BAMM (Bayesian analysis of macroevolutionary mixtures) is a program for modeling complex dynamics of speciation, extinction, and trait evolution on phylogenetic trees. The program is oriented entirely towards detecting and quantifying heterogeneity in evolutionary rates. BAMM uses reversible jump Markov chain Monte Carlo to automatically explore a vast universe of candidate models of lineage diversification and trait evolution. BAMM and associated methods have been described and extended in several publications (PLoS ONE 2014 , Nature Communications 2013 , Systematic Biology 2014, and Evolution 2015). BAMM is a command line program written in C++. Post-run analysis and visualization is performed using the R package BAMMtools.

1.2. Why Use BAMM?

Allows modeling of rates through time and among clades. BAMM abandons the simple notion of rate shifts involving constant-rate diversification processes. A rate shift in the BAMM environment is a shift in the evolutionary dynamics of a system and can involve shifts to new time-varying or diversity-dependent evolutionary rate regimes.
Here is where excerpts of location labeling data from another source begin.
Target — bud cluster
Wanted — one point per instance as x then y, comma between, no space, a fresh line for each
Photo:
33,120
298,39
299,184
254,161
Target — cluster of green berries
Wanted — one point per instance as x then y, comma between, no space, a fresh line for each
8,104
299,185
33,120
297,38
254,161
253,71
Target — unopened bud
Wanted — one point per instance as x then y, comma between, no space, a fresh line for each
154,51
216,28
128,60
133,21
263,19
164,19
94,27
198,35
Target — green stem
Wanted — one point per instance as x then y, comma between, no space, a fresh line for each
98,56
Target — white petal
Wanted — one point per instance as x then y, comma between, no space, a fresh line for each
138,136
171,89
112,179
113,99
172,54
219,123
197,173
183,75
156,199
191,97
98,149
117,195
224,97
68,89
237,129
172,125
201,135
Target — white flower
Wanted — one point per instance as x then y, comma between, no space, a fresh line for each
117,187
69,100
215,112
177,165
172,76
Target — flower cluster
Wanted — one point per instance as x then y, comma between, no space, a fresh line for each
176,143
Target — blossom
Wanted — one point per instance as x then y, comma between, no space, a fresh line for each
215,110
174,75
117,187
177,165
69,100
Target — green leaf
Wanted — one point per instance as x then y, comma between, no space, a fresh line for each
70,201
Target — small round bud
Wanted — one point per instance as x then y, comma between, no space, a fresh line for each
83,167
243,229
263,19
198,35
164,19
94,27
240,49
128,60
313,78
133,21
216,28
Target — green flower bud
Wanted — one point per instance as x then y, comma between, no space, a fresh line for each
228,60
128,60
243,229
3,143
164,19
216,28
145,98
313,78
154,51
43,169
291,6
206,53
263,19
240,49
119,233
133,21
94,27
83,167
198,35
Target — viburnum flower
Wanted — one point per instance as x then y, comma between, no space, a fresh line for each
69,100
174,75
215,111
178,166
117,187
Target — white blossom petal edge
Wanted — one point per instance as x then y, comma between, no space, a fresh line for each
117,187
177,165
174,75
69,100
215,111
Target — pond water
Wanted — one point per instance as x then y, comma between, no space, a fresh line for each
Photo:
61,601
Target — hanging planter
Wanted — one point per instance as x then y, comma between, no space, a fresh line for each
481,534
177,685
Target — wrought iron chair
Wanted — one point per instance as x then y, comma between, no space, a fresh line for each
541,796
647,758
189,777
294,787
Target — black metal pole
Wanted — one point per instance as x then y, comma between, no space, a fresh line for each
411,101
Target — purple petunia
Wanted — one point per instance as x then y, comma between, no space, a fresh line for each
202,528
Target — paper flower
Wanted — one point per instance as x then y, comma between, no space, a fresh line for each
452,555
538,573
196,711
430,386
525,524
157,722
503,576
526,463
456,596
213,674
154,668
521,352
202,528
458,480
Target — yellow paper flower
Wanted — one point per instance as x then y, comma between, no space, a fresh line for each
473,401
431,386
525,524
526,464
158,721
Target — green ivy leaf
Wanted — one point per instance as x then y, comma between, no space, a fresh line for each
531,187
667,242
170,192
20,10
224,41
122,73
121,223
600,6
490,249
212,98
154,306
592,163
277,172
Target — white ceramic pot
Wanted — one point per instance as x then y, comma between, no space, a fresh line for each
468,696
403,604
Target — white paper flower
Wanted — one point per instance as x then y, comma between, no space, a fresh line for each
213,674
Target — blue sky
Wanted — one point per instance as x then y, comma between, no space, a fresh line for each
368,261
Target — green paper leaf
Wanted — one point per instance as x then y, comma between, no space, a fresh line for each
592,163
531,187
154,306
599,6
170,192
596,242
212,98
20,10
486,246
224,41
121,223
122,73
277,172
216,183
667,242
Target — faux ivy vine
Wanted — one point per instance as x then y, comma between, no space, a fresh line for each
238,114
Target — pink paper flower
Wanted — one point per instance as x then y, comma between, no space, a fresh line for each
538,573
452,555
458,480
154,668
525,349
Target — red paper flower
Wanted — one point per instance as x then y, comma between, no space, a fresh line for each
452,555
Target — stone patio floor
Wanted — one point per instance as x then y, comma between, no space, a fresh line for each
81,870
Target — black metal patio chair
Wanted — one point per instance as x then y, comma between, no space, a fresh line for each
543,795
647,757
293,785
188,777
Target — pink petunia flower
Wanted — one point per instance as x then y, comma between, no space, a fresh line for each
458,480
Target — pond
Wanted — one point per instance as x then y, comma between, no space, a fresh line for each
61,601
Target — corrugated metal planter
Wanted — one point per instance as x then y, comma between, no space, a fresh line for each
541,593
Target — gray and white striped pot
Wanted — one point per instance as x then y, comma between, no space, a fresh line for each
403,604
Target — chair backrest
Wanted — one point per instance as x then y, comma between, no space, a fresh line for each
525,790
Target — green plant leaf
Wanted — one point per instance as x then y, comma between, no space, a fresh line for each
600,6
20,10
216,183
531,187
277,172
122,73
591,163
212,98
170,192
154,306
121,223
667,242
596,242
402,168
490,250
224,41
Detects evolutionary rate heterogeneity. BAMM allows explicit tests of the hypothesis that a single process of diversification can account for a given phylogenetic pattern. The program automatically explores many candidate models of diversification and provides a variety of tools for interpretation. BAMM enables estimation of Bayesian credible intervals on the number of distinct macroevolutionary regimes, calculation of Bayes factors for pairwise evaluation of model fit, and calculation of model posterior probabilities. The user can easily determine the evidence favoring rate variation within phylogenies.

Detects key innovations and diversity-dependence. BAMM is oriented towards the automatic detection of key innovations, rate shifts, and diversity-dependence on phylogenetic trees. BAMM finds locations for shifts in evolutionary dynamics that are maximally supported by the data, with no a priori specification as to where these shifts in dynamics might have occurred.

Analysis and visualization with BAMMtools. BAMMtools is a comprehensive R library for the analysis and visualization of macroevolutionary dynamics. The package includes a variety of functions for analyzing and visualizing BAMM output. Examples of BAMMtools functionality includes: visualization of distinct evolutionary regimes on phylogenetic trees, calculation of Bayes factors, plotting evolutionary rates through time, estimating clade-specific average rates, and visualizing rate variation along the branches of individual phylogenetic trees (as shown in this figure).

It is better than stepwise AIC. Many methods for modeling evolutionary dynamics use stepwise AIC-based approaches that are limited to identifying a single best model. These approaches are inherently limited, because many distinct combinations of evolutionary shift regimes might have roughly equal probabilities. Rather than identifying a single best configuration of rate shifts, BAMM samples rate shift configurations in proportion to their posterior probability. Please read our detailed explanation of problems associated with stepwise AIC and other methods that identify a single “best” rate shift configuration.

It is fast. BAMM’s underlying C++ core allows rapid modeling of evolutionary dynamics in phylogenetic datasets that would be too large to handle with R alone.


Speciation rates in whales, reconstructed using BAMM. BAMM can estimate the posterior density of evolutionary rates (speciation, extinction, trait evolution) at any point in time along any branch in a phylogenetic tree. Major burst in rates at top of tree corresponds to the origin of the dolphin clade. See the BAMM graph gallery for more examples involving BAMM. Inset histogram shows posterior density of speciation rates and allows color-based interpretation of rates on the whale phylogeny. Figure was generated using the plot.bammdata(...) function from the BAMMtools package in R. Dataset in this example is taken from M. Steeman et al., Syst. Biol. 58:573-585, 2009).